Так, как‑то раз я приехала в Лавру к старцу архимандриту Кириллу. Меня одолел страшный недуг — бессонница. Ночью я засыпала, в лучшем случае, на час — полтора и вдруг, как бы от внутреннего толчка, просыпалась и, несмотря на изнуряющую усталость, уже не могла сомкнуть глаз. Так продолжалось почти два года. А тут еще добавилось то, что я перестала есть.
Истощенная, одурманенная от своей немощи, я и предстала пред отцом Кириллом. Он выслушал меня, как всегда, ласковый, любящий, сострадающий, дал мне коробку конфет и сказал:
— Тебе нужен покой…
— Батюшка, какой покой? Где же мне его взять? У меня семья большая, забот столько, страхов, трудов, суеты, страстей…
— Тебе нужен покой, — повторил отец Кирилл. — Пойди сейчас к преподобному Сергию…
В недоумении я вышла из его кельи.
«Ну да, покой, — думала я, — легко сказать! А что же мне сделать, чтобы его получить? Господи, погибаю!»

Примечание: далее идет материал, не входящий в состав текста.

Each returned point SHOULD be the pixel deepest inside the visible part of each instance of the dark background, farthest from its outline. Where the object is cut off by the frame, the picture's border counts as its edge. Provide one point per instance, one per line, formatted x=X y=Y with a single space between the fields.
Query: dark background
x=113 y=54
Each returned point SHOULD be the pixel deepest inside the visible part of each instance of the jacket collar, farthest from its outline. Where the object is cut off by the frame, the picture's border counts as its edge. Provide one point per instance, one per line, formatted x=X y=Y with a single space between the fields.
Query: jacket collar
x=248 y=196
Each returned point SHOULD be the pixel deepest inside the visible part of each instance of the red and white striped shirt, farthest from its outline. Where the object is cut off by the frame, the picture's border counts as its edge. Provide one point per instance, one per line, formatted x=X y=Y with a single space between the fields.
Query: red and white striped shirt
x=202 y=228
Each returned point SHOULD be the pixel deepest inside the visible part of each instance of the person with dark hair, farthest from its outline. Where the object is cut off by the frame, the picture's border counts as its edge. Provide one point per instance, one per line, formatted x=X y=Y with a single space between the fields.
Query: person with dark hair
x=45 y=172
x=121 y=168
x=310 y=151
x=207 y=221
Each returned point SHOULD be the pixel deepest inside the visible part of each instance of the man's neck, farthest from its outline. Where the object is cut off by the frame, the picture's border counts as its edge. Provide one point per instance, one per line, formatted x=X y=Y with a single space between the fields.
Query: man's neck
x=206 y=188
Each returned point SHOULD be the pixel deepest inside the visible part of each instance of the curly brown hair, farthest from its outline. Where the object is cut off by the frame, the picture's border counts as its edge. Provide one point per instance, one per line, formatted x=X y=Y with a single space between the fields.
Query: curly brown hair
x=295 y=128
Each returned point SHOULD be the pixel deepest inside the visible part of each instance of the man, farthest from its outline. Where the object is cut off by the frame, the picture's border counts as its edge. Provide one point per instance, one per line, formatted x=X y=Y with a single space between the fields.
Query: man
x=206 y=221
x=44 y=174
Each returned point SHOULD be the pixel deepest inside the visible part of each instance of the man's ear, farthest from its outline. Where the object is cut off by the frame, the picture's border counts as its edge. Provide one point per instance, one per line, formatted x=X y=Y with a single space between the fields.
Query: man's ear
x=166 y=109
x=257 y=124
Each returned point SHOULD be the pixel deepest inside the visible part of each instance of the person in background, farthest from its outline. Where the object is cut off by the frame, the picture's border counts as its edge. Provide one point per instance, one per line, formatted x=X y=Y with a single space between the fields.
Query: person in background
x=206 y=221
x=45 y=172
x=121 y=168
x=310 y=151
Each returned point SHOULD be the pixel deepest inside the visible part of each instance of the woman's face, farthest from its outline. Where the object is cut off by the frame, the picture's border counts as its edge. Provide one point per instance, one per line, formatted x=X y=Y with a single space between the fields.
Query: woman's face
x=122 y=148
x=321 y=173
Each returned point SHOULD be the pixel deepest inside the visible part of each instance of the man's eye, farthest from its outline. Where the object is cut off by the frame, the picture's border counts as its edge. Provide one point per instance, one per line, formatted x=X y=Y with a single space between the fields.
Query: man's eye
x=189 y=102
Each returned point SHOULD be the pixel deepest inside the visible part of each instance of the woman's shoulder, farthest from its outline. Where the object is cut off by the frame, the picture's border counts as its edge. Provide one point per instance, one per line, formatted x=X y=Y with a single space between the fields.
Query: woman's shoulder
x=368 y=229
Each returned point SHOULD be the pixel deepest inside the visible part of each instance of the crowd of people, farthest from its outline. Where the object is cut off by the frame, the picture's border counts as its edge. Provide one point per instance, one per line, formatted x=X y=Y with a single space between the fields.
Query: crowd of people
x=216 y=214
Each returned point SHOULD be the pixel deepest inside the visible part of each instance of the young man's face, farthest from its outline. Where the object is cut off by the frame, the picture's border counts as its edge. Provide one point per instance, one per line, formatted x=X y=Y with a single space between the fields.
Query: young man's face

С этими мыслями я и вошла в Троицкий храм. Как раз в этот момент священник начал читать Евангелие — отрывок, который я не только, конечно же, знала, но помнила наизусть. И я замерла на пороге.
«Приидите ко Мне вси труждающиеся и обремененнии, и Аз упокою вы. Возмите иго Мое на себе, и научитеся от Мене, яко кроток есмь и смирен сердцем: и обрящете ПОКОИ душам вашим».
Слово «покой» ударило мне в сердце и… наполнило его покоем. Слышанное мною много раз вдруг претворилось в живое слово, слово бытийное, несущее в себе реальность, слово исцеляющее, слово, обращенное лично ко мне.
Забыть это или оставить втуне мне кажется актом неблагодарности.
«Аще забуду тебе, Иерусалиме, забвена буди десница моя»!
Но есть и истории из церковной жизни забавные, нелепые, смешные… Их порой рассказывают друг другу монахи, священники, прихожане… И почему бы, слушая их, не улыбнуться в ответ?
В древних патериках есть история про одного авву, подвижника, человека святой жизни, который порой шутил и посмеивался над чем‑нибудь со своими учениками.
Его спросили:
— Как же так?
А он ответил:
— Если тетиву лука долго натягивать, она может лопнуть от напряжения. Поэтому нужно время от времени ее ослаблять.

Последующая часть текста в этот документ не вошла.